Pros of Concrete Countertops
Here are some of the advantages of getting a concrete countertop for your kitchen.
Since the stone doesn’t need to be directly mined from the ground, it is abundant and can be manufactured at a relatively lower cost. As a result, the overall price of concrete countertops is significantly lower than granite counters. On average, a concrete countertop costs only two-thirds of its granite equivalent, like getting over 30% in discount.
Higher Color Variety
While concrete comes out homogenous with only one look, you can paint it to look any way you want. Furthermore, you can incorporate glass, beads, and seashells in the casting process to elevate the countertop’s aesthetic. This also means that when you order the countertop from a lookbook or a catalog, you’re likely to get the exact same look, unlike with granite.
It Doesn’t Scratch Easily
Concrete is quite strong, and its everyday use in construction proves as much. What that means for your kitchen counter is that if a knife slips or a pot is dragged across, there won’t be scratches on the surface. While this is a comparative advantage, it certainly doesn’t mean you won’t have to care about the surface altogether.
Available in a Variety of Sizes and Shapes
Again, this is an advantage because concrete is artificially manufactured.
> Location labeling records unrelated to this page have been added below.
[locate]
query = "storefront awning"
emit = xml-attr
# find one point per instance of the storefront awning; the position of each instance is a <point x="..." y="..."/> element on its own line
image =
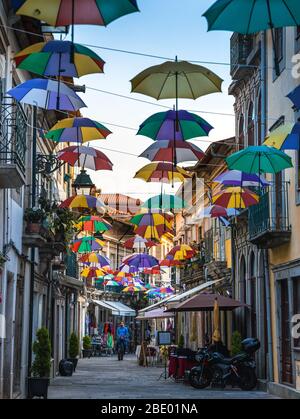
<point x="206" y="302"/>
<point x="117" y="308"/>
<point x="158" y="313"/>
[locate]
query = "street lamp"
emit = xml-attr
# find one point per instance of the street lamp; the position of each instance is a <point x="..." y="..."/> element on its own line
<point x="83" y="183"/>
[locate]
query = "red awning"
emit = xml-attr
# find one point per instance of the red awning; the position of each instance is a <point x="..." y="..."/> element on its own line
<point x="206" y="301"/>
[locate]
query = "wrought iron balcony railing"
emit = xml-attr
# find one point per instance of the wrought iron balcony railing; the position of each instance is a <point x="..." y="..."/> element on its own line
<point x="13" y="140"/>
<point x="269" y="222"/>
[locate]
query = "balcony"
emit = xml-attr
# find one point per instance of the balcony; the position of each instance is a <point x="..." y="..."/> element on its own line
<point x="269" y="224"/>
<point x="13" y="130"/>
<point x="244" y="51"/>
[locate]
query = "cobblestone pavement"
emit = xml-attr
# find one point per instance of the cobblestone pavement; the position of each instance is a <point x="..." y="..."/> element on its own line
<point x="107" y="378"/>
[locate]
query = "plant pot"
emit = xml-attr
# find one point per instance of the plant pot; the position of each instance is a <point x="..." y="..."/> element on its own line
<point x="74" y="362"/>
<point x="38" y="387"/>
<point x="33" y="228"/>
<point x="87" y="353"/>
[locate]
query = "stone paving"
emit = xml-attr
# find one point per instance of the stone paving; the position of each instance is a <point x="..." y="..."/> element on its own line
<point x="107" y="378"/>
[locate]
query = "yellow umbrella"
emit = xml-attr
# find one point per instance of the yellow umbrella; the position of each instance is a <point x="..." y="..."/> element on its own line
<point x="217" y="334"/>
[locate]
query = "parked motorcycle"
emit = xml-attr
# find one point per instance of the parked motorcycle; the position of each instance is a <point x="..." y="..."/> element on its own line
<point x="216" y="370"/>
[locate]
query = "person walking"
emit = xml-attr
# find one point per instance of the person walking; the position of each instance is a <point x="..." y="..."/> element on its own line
<point x="122" y="337"/>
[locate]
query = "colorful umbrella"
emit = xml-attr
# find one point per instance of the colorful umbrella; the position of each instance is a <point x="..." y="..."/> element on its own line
<point x="162" y="172"/>
<point x="100" y="260"/>
<point x="259" y="159"/>
<point x="216" y="211"/>
<point x="54" y="58"/>
<point x="139" y="242"/>
<point x="93" y="223"/>
<point x="86" y="157"/>
<point x="253" y="16"/>
<point x="235" y="197"/>
<point x="92" y="272"/>
<point x="87" y="245"/>
<point x="294" y="96"/>
<point x="181" y="252"/>
<point x="78" y="12"/>
<point x="166" y="151"/>
<point x="286" y="137"/>
<point x="164" y="202"/>
<point x="163" y="126"/>
<point x="176" y="79"/>
<point x="83" y="201"/>
<point x="77" y="130"/>
<point x="238" y="178"/>
<point x="47" y="94"/>
<point x="140" y="261"/>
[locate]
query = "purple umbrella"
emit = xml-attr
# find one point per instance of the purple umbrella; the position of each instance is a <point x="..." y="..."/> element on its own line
<point x="238" y="178"/>
<point x="47" y="94"/>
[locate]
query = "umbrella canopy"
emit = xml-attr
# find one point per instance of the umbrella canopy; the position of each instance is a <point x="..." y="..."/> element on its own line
<point x="100" y="260"/>
<point x="91" y="272"/>
<point x="141" y="261"/>
<point x="165" y="150"/>
<point x="139" y="242"/>
<point x="86" y="157"/>
<point x="248" y="17"/>
<point x="77" y="130"/>
<point x="235" y="197"/>
<point x="176" y="79"/>
<point x="238" y="178"/>
<point x="87" y="245"/>
<point x="286" y="137"/>
<point x="181" y="252"/>
<point x="181" y="125"/>
<point x="164" y="202"/>
<point x="151" y="219"/>
<point x="93" y="223"/>
<point x="259" y="159"/>
<point x="61" y="12"/>
<point x="54" y="58"/>
<point x="153" y="232"/>
<point x="162" y="172"/>
<point x="213" y="211"/>
<point x="47" y="94"/>
<point x="83" y="201"/>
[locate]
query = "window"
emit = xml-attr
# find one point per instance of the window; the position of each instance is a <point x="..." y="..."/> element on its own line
<point x="251" y="124"/>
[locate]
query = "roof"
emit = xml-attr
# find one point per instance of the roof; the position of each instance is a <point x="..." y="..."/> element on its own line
<point x="117" y="308"/>
<point x="206" y="302"/>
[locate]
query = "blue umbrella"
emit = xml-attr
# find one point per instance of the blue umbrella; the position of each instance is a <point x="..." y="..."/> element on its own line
<point x="47" y="94"/>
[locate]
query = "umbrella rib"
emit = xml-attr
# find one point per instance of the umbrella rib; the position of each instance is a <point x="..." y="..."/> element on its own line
<point x="163" y="85"/>
<point x="290" y="12"/>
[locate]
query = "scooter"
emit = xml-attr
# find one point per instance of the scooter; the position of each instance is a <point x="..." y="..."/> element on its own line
<point x="216" y="370"/>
Using the right molds, it can be cast in pretty much any shape or size you desire, giving you more options and control over the final look of your kitchen.
Cons of Concrete Countertops
With the benefits covered, let’s look at the drawbacks of concrete countertops.
Not As Heat Resistant
While with granite, you should be aware of not placing hot pans on the surface repeatedly; you cannot put them directly on the concrete countertop even once without damaging the sealant. The risk of damaged sealant is greeted with concrete as it is porous, and bacteria can easily grow in the pores.
Since concrete is porous, it is easy for bacteria and mold to take hold. Therefore, you have to make sure the surface remains sealed, and any breach in the seal’s integrity is fixed promptly. Even so, the counter cracks over time.
Concrete countertops are ample for those with a small budget and a desire for variety. However, if you opt for concrete, you should be prepared to take proper care of it. On the other hand, granite might cost a lot upfront but will last longer.